“Mother of a dead woman.” By Adolfo García Ortega: Adequacy, coherence, and coherence

A few days ago, my teenage daughter, overwhelmed by her transition from ESO to high school, asked for my help to help her prepare a text commentary for a newspaper article related to artificial intelligence. My niece thought so too. His uncle regularly took apart books, so he would have had little difficulty in giving him deep thought on the subject, and searching between its lines for qualities of adequacy, coherence, and coherence. However, it was not until he showed me the pedagogical guidelines that had been drawn up for him that I was able to verify, with bewilderment and sadness, that the new educational methods were the antithesis of my primitive and instinctive analytical techniques.

For this reason, I will try to update myself a little from now on, to improve my wardrobe and update my haircut. Moreover, inoculated with a sudden desire to improve, I will try to update my dissection techniques, and I will do so tremendously, in the face of the experience of a novel set at the end of the nineteenth century which, like everything he writes, I already expect, is a literary gem by Adolfo García Ortega.

Dead Mother represents a startling new literary device in García Ortega’s long and successful career as a novelist, essayist, translator, and columnist, which, from its title and dedication: “To the memory of Burri, my mother, who dwelt in her heart before the beginning,” tells us that the novel is a tribute to motherhood, death, and memory. Then, in a brilliant introduction, which may be true or just a justification, the author explains the reasons that led to the story he will tell us below.
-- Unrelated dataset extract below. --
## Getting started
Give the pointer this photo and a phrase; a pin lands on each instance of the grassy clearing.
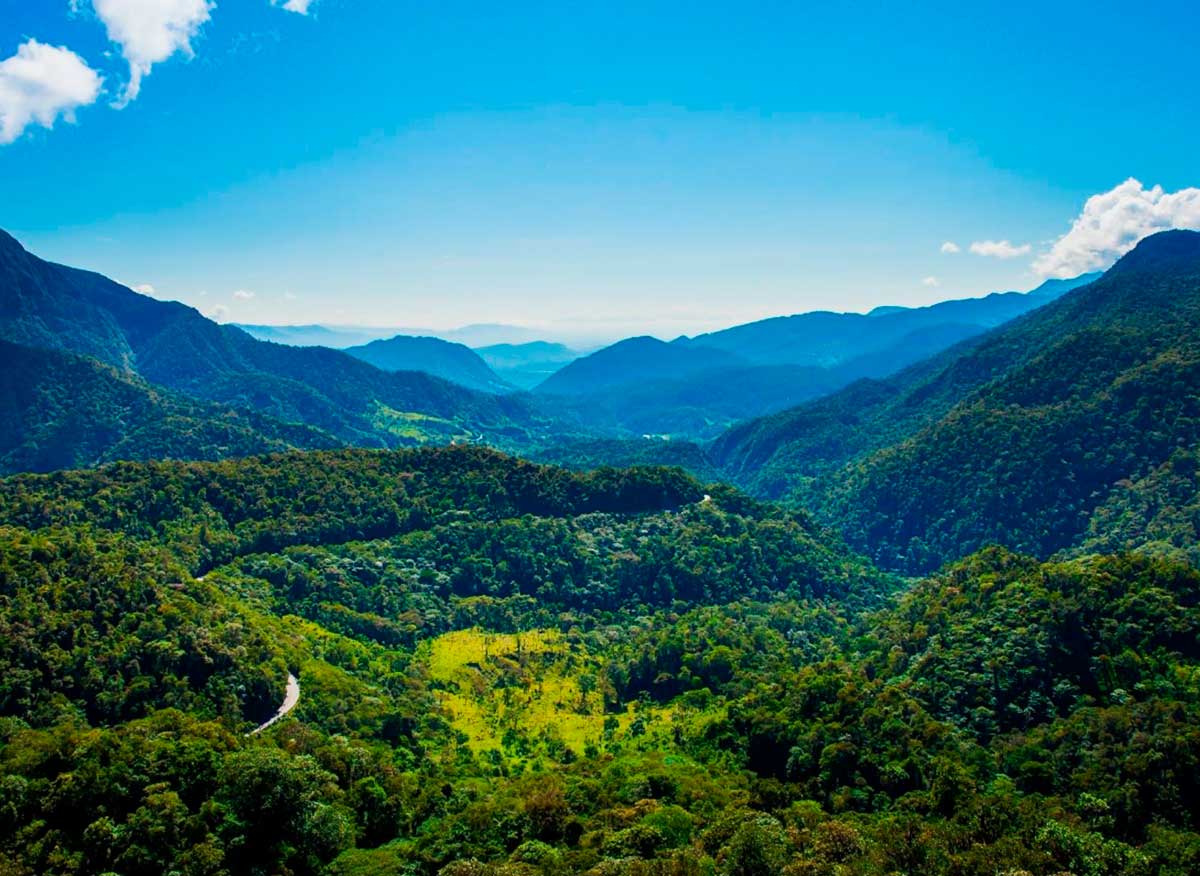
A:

And so, without further ado, with his trademark lively and beautiful prose, he places us on the night of October 7 to 8, 1889, on a carriage bound for a town called Figaligo (Adolfo mentions it in the introduction as a real place, but I was unable to find it in any of the sources I consulted), where a young woman named Galea Cervino is traveling with a secret swollen in her belly. But it also places us immediately in a turbulent time in Spain’s history, with regents, governmental alternations, and growing social tension among a population advancing from a rural, agricultural economy to industrial urbanization. It adapts to a realistic and humanistic atmosphere and language dating back to the nineteenth century and reminiscent of the immortal works of Galdós, Clarin, Flaubert or Maupassant.

In this environment, the doctor Luis Silva appears on the scene, who will care for the young woman in a complicated birth, which will result in a child who is orphaned from birth and who will respond to the name Gloria.

Luis Silva, degenerate and increasingly degraded in person, or Galia in ghostly or epistolary and reactionary guise, are the heroes on whom the plot is built, and who, like crime novels or cancers, begin to move backwards; Thus, the doctor, after adopting the newborn and leaving her in the care of a wet-nurse, undertakes a journey into the past of the young deceased mother, with the aim of finding her relatives, friends and, above all, the girl’s father. On this retrospective (and epic) investigative journey, he only has some of the deceased’s personal belongings, as well as diaries and some letters that will appear along the way. Contributions in the form of diaries, letters or some explanatory notes are good support for the narrative, giving consistency to the exciting structure.

Once the novel has been adapted to a distant time, and the approach becomes coherent and credible, García Ortega gives coherence to the whole through precise and vivid descriptions of the characters, their names (Icaro Cervino, Bergentina Lesmis, Giuliarda Humanes, Veríssimo Rubirosa…) and the spaces…one of them designed by the builder of the Eiffel Tower. But it also raises issues that were difficult to comprehend in those times, such as single motherhood or homosexuality. And in all this straightforward detective research, there is as much remorse, cowardice, guilt, pain and escape, as much as the urgent need to articulate remorse and come to terms with the harsh, fear-soaked autobiographical flashbacks.

The constant introspection, psychological reflections and even some physical clashes that the characters experience are enormous, adapted to behaviors and corsets that are difficult to comprehend today, although female characters such as Domenica Cifuentes or María Valencia express some whiffs of progressivism and freedom. But it is the dramatic score that conveys a kind of life-giving liberation to those who shine in it.

My niece got a nine and a half on her text comment. She did not achieve perfection because she forgot (or was not trained to do so) to include the conclusion. Mine is clear, I feel like I’m wearing a coat, I can see the computer screen better thanks to a pair of pincers, I’ll lean on a cane before I go out into the street and take a carriage to take me to my next destination, I treat you to a coachman and bow my head to the ladies I pass before I settle into a seat, some girl exuding the scent of lavender and singing a tune with the rustle of the silk covering her fabric. Or something like that, “Mother of the Dead Woman” is one of those novels that, because of what it tells and how it tells it, will take me a long time to abandon my body and my memory.